Schema enforcement in PySpark refers to the process of ensuring that the data in a DataFrame conforms to a predefined structure or schema. This schema defines the column names, data types, and the structure of the data. Schema enforcement is important because it helps ensure data integrity, consistency, and efficient processing when working with large datasets.

**Why is Schema Enforcement Important?**

-   **1.Data Quality:** It ensures that the data adheres to the expected types and formats, preventing errors during computations or transformations.

-   **2.Performance:** PySpark can optimize operations like joins, aggregations, and filters when the schema is well-defined.

-   **3.Data Compatibility:** When working with multiple sources, enforcing a schema ensures that the data from different sources aligns properly.

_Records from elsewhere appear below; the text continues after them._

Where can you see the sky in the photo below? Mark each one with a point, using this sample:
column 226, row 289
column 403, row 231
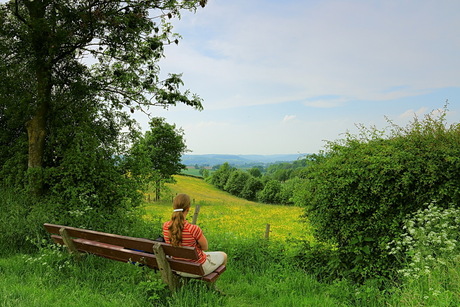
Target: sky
column 285, row 77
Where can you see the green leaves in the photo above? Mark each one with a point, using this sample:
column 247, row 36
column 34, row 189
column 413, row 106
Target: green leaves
column 357, row 193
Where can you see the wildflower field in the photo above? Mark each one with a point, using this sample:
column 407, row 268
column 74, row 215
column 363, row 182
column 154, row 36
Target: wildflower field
column 225, row 216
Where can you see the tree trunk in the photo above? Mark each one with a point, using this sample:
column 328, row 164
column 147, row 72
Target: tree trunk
column 37, row 126
column 36, row 130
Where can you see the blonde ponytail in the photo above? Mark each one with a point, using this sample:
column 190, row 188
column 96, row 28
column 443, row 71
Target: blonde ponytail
column 181, row 201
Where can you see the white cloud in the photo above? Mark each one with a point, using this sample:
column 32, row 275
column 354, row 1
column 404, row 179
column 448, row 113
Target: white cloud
column 288, row 118
column 353, row 49
column 410, row 114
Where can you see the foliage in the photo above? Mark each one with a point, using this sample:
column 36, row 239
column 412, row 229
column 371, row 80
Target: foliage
column 259, row 273
column 156, row 156
column 430, row 240
column 236, row 182
column 220, row 176
column 72, row 64
column 359, row 192
column 270, row 193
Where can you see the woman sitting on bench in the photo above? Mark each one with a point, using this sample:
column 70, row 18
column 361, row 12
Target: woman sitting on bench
column 179, row 232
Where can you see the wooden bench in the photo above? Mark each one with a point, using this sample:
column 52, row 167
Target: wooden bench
column 153, row 254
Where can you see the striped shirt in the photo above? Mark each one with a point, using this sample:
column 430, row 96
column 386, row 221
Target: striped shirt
column 190, row 236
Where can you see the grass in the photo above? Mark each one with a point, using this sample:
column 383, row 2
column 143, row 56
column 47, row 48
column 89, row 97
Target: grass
column 226, row 216
column 260, row 272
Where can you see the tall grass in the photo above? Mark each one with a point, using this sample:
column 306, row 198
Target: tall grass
column 260, row 272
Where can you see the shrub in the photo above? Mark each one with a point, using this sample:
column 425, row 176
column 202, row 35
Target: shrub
column 430, row 239
column 360, row 190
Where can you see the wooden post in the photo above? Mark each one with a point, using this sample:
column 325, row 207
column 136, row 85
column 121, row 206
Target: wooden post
column 165, row 270
column 267, row 231
column 69, row 243
column 195, row 215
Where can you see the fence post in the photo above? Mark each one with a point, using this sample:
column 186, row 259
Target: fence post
column 195, row 215
column 267, row 231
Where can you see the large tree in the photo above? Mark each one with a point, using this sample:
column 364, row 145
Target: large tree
column 59, row 53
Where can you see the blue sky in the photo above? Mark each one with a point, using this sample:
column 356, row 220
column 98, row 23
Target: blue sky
column 284, row 77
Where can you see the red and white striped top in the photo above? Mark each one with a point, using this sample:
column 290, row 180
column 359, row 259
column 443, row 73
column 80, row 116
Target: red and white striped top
column 190, row 236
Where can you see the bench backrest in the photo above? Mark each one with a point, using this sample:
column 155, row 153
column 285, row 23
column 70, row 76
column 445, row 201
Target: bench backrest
column 126, row 249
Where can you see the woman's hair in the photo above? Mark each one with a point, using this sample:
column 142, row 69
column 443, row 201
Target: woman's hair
column 181, row 201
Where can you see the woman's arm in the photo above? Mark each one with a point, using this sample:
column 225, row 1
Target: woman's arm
column 203, row 242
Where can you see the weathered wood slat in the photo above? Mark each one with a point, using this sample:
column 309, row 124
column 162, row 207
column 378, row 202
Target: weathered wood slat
column 128, row 242
column 130, row 249
column 122, row 254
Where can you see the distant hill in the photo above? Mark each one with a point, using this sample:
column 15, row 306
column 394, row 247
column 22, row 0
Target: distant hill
column 216, row 159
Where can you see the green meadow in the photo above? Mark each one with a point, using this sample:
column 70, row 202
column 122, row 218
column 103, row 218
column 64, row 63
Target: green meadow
column 261, row 271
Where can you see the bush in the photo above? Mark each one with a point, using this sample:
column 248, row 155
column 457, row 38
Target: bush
column 360, row 190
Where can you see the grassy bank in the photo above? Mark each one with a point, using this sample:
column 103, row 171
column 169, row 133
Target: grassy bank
column 260, row 272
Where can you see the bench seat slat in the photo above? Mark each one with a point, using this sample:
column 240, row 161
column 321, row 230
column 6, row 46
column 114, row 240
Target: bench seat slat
column 124, row 241
column 122, row 254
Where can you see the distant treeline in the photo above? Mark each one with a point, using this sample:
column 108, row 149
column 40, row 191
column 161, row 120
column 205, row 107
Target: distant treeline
column 274, row 184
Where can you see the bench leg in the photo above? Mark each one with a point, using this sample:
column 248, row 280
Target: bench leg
column 69, row 243
column 165, row 270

-   **4.Validation:** It can help catch any discrepancies early in the data processing pipeline, preventing bad data from being processed further.


In [None]:
import findspark
findspark.init
import getpass
from pyspark.sql import SparkSession

username = getpass.getuser()
spark = SparkSession. \
    builder. \
    config("spark.sql.catalogImplementation", "hive"). \
    config("spark.sql.warehouse.dir",f"/Users/{username}/Documents/data/warehouse"). \
    enableHiveSupport(). \
    master("local"). \
    getOrCreate()

In [11]:
df = spark.read \
.format("csv") \
.load("/Users/sugumarsrinivasan/Documents/data/orders.csv")

In [12]:
df.show(5)

+---+--------------------+-----+----------+
|_c0|                 _c1|  _c2|       _c3|
+---+--------------------+-----+----------+
|  1|2013-07-27 00:00:...|30265|    CLOSED|
|  2|2013-11-25 00:00:...|20386|    CLOSED|
|  3|2014-01-21 00:00:...|15768|  COMPLETE|
|  4|2014-07-04 00:00:...|27181|PROCESSING|
|  5|2014-03-08 00:00:...|12448|  COMPLETE|
+---+--------------------+-----+----------+
only showing top 5 rows



In [13]:
df.printSchema()

root
 |-- _c0: string (nullable = true)
 |-- _c1: string (nullable = true)
 |-- _c2: string (nullable = true)
 |-- _c3: string (nullable = true)



**Defining the schema using DDL Method:**

In [5]:
orders_schema = ("order_id integer, order_date date, customer_id long, order_status string")

In [6]:
df = spark.read \
.format("csv") \
.schema(orders_schema) \
.load("/Users/sugumarsrinivasan/Documents/data/orders.csv")

In [8]:
df.show(5)

+--------+----------+-----------+------------+
|order_id|order_date|customer_id|order_status|
+--------+----------+-----------+------------+
|       1|2013-07-27|      30265|      CLOSED|
|       2|2013-11-25|      20386|      CLOSED|
|       3|2014-01-21|      15768|    COMPLETE|
|       4|2014-07-04|      27181|  PROCESSING|
|       5|2014-03-08|      12448|    COMPLETE|
+--------+----------+-----------+------------+
only showing top 5 rows



In [9]:
df.printSchema()

root
 |-- order_id: integer (nullable = true)
 |-- order_date: date (nullable = true)
 |-- customer_id: long (nullable = true)
 |-- order_status: string (nullable = true)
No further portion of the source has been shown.